On 4/6/2018 2:30 PM, Chris Wilson wrote:
> Quoting Michel Thierry (2018-04-06 22:23:21)
>> And I thought we believed in presumption of innocence...
>>
>> On 4/6/2018 2:00 PM, Chris Wilson wrote:
>>> If we are resetting just one engine, we know it has stalled. So we can
>>> pass the stalled parameter directly to i915_gem_reset_engine(), which
>>> alleviates the necessity to poke at the generic engine->hangcheck.stalled
>>> magic variable, leaving that under control of hangcheck as its name
>>> implies. Other than simplifying by removing the indirect parameter along
>>> this path, this allows us to introduce new reset mechanisms that run
>>> independently of hangcheck.
>>>> Signed-off-by: Chris Wilson <chris at chris-wilson.co.uk>
>>> Cc: Michel Thierry <michel.thierry at intel.com>
>>> Cc: Jeff McGee <jeff.mcgee at intel.com>
>>> Cc: Mika Kuoppala <mika.kuoppala at linux.intel.com>
>>> ---
>>>    drivers/gpu/drm/i915/i915_drv.c               |  2 +-
>>>    drivers/gpu/drm/i915/i915_drv.h               |  3 +-
>>>    drivers/gpu/drm/i915/i915_gem.c               | 36 +++++++++----------
>>>    .../gpu/drm/i915/selftests/intel_hangcheck.c  |  9 -----
>>>    4 files changed, 20 insertions(+), 30 deletions(-)
>>>
>> ...
>>> @@ -774,7 +766,6 @@ static int __igt_reset_engines(struct drm_i915_private *i915,
>>>                                break;
>>>                        }
>>>    
>>> -                     engine->hangcheck.stalled = false;
>>>                        count++;
>>>    
>>>                        if (rq) {
>>>
>>
>> Are the ones in igt_handle_error() still needed?
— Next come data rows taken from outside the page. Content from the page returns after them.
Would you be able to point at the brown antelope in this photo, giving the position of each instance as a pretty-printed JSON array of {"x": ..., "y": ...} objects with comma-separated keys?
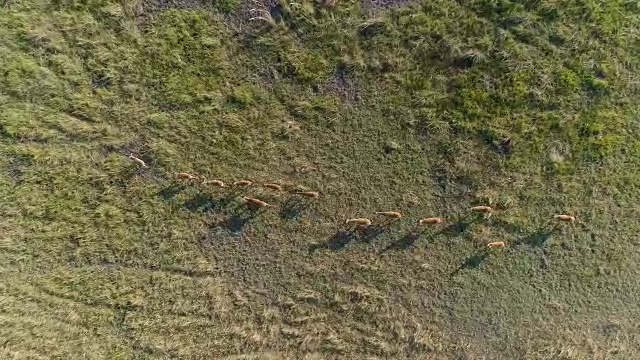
[
  {"x": 140, "y": 162},
  {"x": 486, "y": 210},
  {"x": 186, "y": 176},
  {"x": 243, "y": 183},
  {"x": 309, "y": 194},
  {"x": 430, "y": 221},
  {"x": 359, "y": 221},
  {"x": 390, "y": 214},
  {"x": 496, "y": 244},
  {"x": 565, "y": 218},
  {"x": 256, "y": 202},
  {"x": 217, "y": 183},
  {"x": 273, "y": 186}
]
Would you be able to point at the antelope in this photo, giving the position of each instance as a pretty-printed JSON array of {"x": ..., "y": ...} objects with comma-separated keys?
[
  {"x": 430, "y": 221},
  {"x": 273, "y": 186},
  {"x": 256, "y": 202},
  {"x": 390, "y": 214},
  {"x": 140, "y": 162},
  {"x": 243, "y": 183},
  {"x": 186, "y": 176},
  {"x": 310, "y": 194},
  {"x": 565, "y": 218},
  {"x": 486, "y": 210},
  {"x": 359, "y": 221},
  {"x": 217, "y": 183},
  {"x": 496, "y": 244}
]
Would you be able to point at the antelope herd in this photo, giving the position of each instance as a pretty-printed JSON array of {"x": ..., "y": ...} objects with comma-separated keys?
[{"x": 359, "y": 223}]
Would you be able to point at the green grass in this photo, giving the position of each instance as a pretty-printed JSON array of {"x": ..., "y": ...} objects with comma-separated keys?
[{"x": 389, "y": 109}]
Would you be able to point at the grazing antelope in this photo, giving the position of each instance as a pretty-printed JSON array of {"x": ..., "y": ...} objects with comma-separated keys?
[
  {"x": 565, "y": 218},
  {"x": 186, "y": 176},
  {"x": 430, "y": 221},
  {"x": 256, "y": 202},
  {"x": 243, "y": 183},
  {"x": 217, "y": 183},
  {"x": 309, "y": 194},
  {"x": 496, "y": 244},
  {"x": 390, "y": 214},
  {"x": 273, "y": 186},
  {"x": 359, "y": 221},
  {"x": 486, "y": 210},
  {"x": 140, "y": 162}
]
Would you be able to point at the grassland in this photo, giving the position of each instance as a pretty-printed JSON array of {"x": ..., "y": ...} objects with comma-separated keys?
[{"x": 387, "y": 108}]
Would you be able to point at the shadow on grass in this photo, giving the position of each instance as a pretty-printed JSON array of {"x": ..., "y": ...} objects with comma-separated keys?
[
  {"x": 371, "y": 233},
  {"x": 459, "y": 227},
  {"x": 170, "y": 191},
  {"x": 336, "y": 242},
  {"x": 241, "y": 216},
  {"x": 292, "y": 209},
  {"x": 507, "y": 226},
  {"x": 403, "y": 243},
  {"x": 201, "y": 203},
  {"x": 473, "y": 262},
  {"x": 539, "y": 237}
]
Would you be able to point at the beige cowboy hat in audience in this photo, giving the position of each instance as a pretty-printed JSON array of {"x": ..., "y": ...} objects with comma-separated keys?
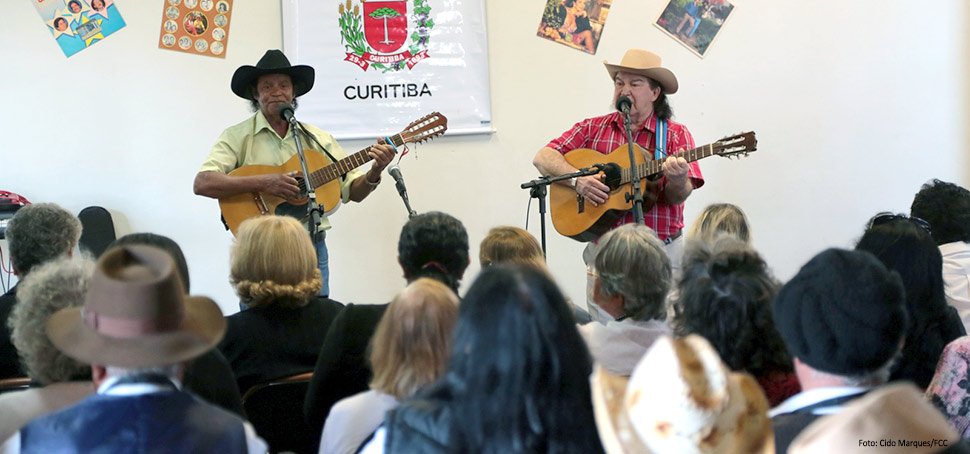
[
  {"x": 880, "y": 422},
  {"x": 136, "y": 314},
  {"x": 681, "y": 399},
  {"x": 645, "y": 63}
]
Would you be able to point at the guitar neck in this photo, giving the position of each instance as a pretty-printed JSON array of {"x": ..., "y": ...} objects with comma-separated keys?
[
  {"x": 654, "y": 167},
  {"x": 341, "y": 167}
]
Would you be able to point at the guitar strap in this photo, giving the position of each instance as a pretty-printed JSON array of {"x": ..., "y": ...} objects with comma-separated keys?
[
  {"x": 313, "y": 139},
  {"x": 660, "y": 150}
]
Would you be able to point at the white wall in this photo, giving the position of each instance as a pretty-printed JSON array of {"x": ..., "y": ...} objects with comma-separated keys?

>>     hangcheck.stalled = true;
>>     hangcheck.seqno = intel_engine_get_seqno(engine);
>>
>> Because igt_handle_error is sending a real request.
> 
>> (I think the only ones remaining in the selftest should be in
>> fake_hangcheck).
> 
> Right, fake_hangcheck definitely still needs it to behave like
> hangcheck.
> 
> i915_handle_error() is still "odd". At the moment, yes we still need to
> be poking where we shouldn't. If i915_handle_error() uses the
> engine_mask to do per-engine resets, no, we don't need the magic
> hangcheck.stalled. But, if it falls back to the full device level, we
> loose the guilty reset.  So we do get a difference in behaviour, that
> really hasn't been noticed before as the only real caller is from
> hangcheck. (i915_wedged, I dare anyone to say what they expect ;)
> 

Not the first time I forget about the full reset path.
Thanks for explaining it.

> I think the answer will be to pass engine_mask to i915_reset. But I
> haven't fleshed that out yet. I think it means we do away with
> hangcheck.seqno as well, so bonus?